Line 45: “computer” > “computational” (or “formal”, “quantitative”, etc)
Line 73–76: Are these two sentences intended to explain roughly the same thing? If so, you might start the second sentence with “That is,” or something like that. I read the second sentence a couple times trying to figure out how it was different from the first sentence.
Figure 2. How do you order the voxels for visualization in the spatial generalization matrices? Are they clustered for visualization? Organized by spatial location in the brain?
Figure 2. Why does the normalized Pearson correlation scale go up to 1.5? I understand that the across-voxel correlations are normalized by within-voxel correlation (across subjects); so this implies that for some voxels there are neighboring voxels in other subjects where the model performs better?
Line 131: “salience” seems odd; maybe “discrepancy”?
Line 156–157: add space before reference to figure
Figure 4: What part of the brain are these fMRI results coming from? The whole brain? Wasn’t obvious from the figure caption.
Line 262: Were the data sampled onto the cortical surface reconstruction? Or was FreeSurfer just used to get a volumetric gray matter mask? In Figure 2A, it looks like the subject-specific data are projected onto a surface template (sulci appear identical across subjects), whereas Figure 2D seems to use subject-specific surface reconstructions. For 2A, which template is used, and which normalization procedure?
Line 263: “25000−31000 cortical voxels were kept”—based on what? Is this just how many gray matter voxels were returned by FreeSurfer?
Line 266: Are the subject samples for the fMRI and MEG datasets separate or overlapping?
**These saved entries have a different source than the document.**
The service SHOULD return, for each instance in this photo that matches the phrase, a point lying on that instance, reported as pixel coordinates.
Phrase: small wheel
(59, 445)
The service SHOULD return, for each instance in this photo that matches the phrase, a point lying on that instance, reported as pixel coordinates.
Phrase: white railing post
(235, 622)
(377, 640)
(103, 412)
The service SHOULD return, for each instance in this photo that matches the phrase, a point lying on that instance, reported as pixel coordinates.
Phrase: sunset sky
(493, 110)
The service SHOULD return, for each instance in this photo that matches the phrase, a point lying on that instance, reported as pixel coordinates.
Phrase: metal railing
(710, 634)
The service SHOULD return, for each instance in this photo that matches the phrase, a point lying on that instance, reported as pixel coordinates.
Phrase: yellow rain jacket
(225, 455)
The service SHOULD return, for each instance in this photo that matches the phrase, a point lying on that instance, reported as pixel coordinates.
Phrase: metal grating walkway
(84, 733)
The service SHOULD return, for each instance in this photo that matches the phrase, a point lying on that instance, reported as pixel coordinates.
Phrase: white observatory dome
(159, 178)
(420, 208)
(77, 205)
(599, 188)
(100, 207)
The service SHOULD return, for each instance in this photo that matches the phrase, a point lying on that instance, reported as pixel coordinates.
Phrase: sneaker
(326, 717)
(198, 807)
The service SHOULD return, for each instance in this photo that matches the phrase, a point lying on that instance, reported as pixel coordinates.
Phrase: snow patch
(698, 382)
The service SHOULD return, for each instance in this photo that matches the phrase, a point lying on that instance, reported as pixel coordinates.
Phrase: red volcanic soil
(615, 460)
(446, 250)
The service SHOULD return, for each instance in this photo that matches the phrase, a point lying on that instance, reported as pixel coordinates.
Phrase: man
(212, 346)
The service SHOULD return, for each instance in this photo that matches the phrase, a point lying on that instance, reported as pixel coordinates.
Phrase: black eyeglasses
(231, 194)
Line 267: “This” > “These”
Line 326: remove an “indeed”
Line 340: I assume the train/test splits are temporally continuous segments of TRs (i.e. not groups of randomly-selected TRs)?
Line 352: Does estimating a separate ridge regularization parameter for every time point at a sensor create any issues for interpretation?
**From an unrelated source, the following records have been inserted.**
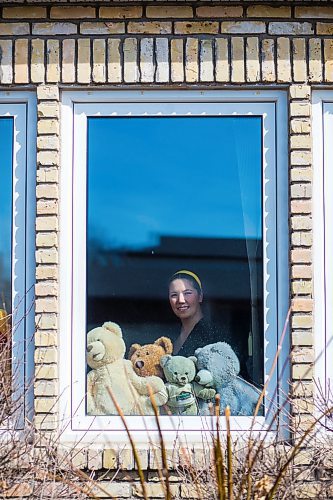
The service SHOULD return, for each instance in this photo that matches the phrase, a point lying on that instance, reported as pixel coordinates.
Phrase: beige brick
(21, 71)
(206, 61)
(52, 63)
(301, 255)
(46, 339)
(301, 222)
(303, 174)
(314, 12)
(301, 272)
(196, 27)
(46, 355)
(169, 11)
(301, 207)
(268, 62)
(12, 29)
(191, 60)
(301, 191)
(114, 64)
(300, 371)
(48, 110)
(64, 12)
(46, 321)
(149, 27)
(237, 58)
(299, 60)
(177, 60)
(290, 28)
(44, 272)
(302, 305)
(324, 28)
(219, 11)
(147, 67)
(131, 73)
(6, 63)
(304, 338)
(252, 59)
(315, 64)
(300, 126)
(48, 142)
(37, 67)
(46, 388)
(48, 92)
(23, 12)
(162, 60)
(47, 305)
(328, 60)
(83, 65)
(50, 29)
(46, 239)
(133, 11)
(46, 372)
(110, 458)
(104, 28)
(222, 65)
(99, 68)
(301, 158)
(45, 405)
(243, 27)
(302, 389)
(49, 256)
(47, 223)
(300, 109)
(268, 11)
(95, 459)
(283, 60)
(68, 61)
(298, 91)
(301, 141)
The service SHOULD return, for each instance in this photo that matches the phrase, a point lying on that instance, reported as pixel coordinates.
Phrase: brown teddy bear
(146, 358)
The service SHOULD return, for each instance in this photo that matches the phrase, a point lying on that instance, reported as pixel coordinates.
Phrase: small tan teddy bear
(146, 358)
(111, 373)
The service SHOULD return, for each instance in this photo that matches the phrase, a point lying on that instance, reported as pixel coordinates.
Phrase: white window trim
(272, 106)
(322, 114)
(21, 106)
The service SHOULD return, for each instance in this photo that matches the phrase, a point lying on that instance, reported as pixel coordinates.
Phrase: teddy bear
(220, 360)
(109, 369)
(180, 372)
(146, 358)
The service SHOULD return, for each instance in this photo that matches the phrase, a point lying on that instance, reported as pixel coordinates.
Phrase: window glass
(6, 159)
(177, 193)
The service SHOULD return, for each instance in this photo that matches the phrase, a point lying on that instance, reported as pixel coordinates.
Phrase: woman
(186, 296)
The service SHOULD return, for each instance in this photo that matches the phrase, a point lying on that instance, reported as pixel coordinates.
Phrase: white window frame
(21, 106)
(76, 106)
(322, 113)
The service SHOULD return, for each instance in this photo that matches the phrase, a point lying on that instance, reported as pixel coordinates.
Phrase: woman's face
(184, 299)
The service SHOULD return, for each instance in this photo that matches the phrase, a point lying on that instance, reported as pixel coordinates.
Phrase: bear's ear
(165, 343)
(113, 328)
(165, 360)
(133, 349)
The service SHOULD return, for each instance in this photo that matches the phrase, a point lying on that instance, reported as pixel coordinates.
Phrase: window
(17, 271)
(173, 181)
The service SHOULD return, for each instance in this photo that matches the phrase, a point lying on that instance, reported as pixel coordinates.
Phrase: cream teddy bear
(109, 369)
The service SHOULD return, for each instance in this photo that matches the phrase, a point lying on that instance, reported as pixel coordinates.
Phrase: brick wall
(187, 45)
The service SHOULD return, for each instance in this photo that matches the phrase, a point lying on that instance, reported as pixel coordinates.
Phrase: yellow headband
(189, 273)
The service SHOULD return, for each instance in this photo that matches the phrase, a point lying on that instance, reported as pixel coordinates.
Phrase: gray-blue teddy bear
(222, 363)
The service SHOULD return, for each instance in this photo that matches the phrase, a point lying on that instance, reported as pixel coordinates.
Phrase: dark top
(203, 333)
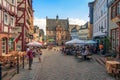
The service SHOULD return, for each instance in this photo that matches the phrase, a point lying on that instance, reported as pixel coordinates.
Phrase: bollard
(17, 64)
(0, 71)
(23, 61)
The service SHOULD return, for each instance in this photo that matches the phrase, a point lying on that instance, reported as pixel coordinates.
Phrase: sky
(76, 10)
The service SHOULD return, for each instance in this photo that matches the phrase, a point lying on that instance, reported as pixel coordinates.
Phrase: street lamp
(102, 30)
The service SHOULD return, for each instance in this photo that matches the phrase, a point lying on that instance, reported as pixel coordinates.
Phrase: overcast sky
(76, 10)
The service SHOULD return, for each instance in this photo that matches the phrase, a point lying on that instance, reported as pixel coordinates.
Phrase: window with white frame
(10, 44)
(105, 23)
(13, 1)
(12, 21)
(5, 19)
(3, 45)
(118, 8)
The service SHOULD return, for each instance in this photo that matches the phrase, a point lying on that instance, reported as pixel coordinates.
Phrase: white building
(100, 19)
(74, 33)
(84, 32)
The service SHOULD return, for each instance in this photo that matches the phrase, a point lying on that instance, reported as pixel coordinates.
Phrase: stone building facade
(57, 31)
(114, 25)
(8, 12)
(85, 32)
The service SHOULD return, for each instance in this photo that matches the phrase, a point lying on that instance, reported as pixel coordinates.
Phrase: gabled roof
(74, 29)
(51, 24)
(85, 26)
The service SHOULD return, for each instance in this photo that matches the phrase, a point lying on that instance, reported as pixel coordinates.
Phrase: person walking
(30, 58)
(101, 49)
(40, 55)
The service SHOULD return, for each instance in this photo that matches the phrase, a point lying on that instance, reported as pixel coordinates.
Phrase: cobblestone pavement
(60, 67)
(56, 66)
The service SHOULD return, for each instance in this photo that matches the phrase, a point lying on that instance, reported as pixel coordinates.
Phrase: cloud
(41, 22)
(76, 21)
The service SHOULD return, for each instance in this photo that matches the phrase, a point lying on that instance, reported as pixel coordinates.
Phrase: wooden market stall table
(113, 67)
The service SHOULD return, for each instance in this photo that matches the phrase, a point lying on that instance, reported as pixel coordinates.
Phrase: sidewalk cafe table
(113, 67)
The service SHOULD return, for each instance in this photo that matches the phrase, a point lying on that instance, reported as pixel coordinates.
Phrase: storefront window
(117, 39)
(3, 45)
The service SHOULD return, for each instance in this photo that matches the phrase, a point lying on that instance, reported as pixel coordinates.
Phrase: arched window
(4, 45)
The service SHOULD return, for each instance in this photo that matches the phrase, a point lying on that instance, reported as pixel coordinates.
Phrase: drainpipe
(107, 19)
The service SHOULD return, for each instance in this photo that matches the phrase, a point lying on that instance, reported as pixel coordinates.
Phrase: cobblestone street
(59, 67)
(56, 66)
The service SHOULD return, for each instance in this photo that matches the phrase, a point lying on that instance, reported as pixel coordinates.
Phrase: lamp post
(102, 30)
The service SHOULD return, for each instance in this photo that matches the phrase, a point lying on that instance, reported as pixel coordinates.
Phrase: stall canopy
(90, 42)
(75, 41)
(34, 44)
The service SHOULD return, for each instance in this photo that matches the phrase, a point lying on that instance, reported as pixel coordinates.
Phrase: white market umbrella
(34, 44)
(90, 42)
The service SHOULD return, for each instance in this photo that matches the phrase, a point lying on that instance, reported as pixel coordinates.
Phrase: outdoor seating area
(9, 61)
(113, 68)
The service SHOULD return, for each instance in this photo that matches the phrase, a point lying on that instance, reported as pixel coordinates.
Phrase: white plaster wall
(100, 17)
Line 363: “voxel” > “sensor”
Line 397: This “ROI/timewindow” terminology seems to come out of nowhere… (would also switch to “time-window” like line 406)
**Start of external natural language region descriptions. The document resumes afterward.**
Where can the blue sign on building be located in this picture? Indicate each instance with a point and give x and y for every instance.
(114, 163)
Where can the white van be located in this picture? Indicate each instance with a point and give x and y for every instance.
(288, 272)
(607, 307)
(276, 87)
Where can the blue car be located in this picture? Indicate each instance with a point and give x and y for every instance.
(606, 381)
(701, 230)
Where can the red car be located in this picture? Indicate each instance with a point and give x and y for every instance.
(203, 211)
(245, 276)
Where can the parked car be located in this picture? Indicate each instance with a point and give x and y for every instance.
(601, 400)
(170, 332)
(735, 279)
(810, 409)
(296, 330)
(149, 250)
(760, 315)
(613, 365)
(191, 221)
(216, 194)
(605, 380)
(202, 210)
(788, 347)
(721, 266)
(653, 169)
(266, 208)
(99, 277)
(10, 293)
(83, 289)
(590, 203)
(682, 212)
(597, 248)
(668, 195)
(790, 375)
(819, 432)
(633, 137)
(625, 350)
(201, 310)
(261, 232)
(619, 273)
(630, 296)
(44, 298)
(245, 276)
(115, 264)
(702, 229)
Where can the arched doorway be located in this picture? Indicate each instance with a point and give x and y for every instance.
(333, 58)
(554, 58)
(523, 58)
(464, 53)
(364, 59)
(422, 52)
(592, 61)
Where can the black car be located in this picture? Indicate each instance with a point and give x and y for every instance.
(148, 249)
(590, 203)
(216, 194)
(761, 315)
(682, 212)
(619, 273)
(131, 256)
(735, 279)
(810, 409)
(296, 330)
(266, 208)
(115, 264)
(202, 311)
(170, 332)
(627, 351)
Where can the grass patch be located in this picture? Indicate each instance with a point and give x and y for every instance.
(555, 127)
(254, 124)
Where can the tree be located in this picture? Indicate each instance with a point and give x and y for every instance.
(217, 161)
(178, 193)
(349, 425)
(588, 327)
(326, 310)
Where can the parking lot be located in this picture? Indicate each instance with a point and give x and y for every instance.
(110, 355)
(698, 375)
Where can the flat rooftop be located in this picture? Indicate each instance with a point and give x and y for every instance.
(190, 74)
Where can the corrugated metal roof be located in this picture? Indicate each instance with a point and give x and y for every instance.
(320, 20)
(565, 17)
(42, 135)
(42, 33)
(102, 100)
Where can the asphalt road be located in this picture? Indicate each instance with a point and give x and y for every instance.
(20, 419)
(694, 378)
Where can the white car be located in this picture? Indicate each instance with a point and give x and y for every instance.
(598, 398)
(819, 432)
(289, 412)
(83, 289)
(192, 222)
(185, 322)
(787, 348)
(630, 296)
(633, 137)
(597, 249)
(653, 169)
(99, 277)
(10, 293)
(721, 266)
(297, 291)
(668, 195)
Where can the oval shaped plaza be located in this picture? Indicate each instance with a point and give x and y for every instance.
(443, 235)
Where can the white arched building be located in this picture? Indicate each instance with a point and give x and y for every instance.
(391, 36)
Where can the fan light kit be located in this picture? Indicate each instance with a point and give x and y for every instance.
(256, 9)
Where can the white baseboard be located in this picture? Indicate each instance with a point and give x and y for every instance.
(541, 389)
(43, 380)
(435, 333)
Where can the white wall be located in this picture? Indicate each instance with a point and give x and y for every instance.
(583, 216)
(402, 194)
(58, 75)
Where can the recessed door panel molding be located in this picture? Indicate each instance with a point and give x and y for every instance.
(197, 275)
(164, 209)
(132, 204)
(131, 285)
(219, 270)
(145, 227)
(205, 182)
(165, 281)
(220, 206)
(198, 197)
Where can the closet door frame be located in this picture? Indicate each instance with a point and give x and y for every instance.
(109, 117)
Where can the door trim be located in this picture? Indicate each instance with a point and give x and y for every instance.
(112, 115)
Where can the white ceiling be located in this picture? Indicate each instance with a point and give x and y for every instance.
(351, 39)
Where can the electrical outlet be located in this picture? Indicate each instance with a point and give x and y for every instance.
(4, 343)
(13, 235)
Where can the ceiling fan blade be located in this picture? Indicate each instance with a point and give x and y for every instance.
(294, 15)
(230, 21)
The decision to exclude the backward LSTM (integrating information from future words) makes sense for this analysis. But generally I’m curious whether the brain may in fact also retroactively adjust prior word representations based on the current word (at least on short time scales). For example, I can certainly imagine this happening within the span of an fMRI TR: the word “banana” arrives at the beginning of the TR, and either the word “split” or “republic” arrives 300 ms later—maybe the “banana” representation shifts within the scope of that single TR. Also reminds me of “retroactive construction” and Dennett’s “multiple drafts” model (Dennett & Kinsbourne, 1992).
Dennett, D., & Kinsbourne, M. (1992). Time and the observer: the where and when of consciousness in the brain. Behavioral and Brain Sciences, 15(2), 183–247.
Honey, C. J., Thesen, T., Donner, T. H., Silbert, L. J., Carlson, C. E., Devinsky, O., Doyle, Werner K., Rubin, N., Heeger, D. J., & Hasson, U. (2012). Slow cortical dynamics and the accumulation of information over long timescales. Neuron, 76(2), 423–434.
Nastase, S. A., Gazzola, V., Hasson, U., & Keysers, C. (2019). Measuring shared responses across subjects using intersubject correlation. Social Cognitive and Affective Neuroscience, 14(6), 667–685.
Radford, A., Wu, J., Child, R., Luan, D., Amodei, D., & Sutskever, I. (2019). Language models are unsupervised multitask learners. OpenAI Blog.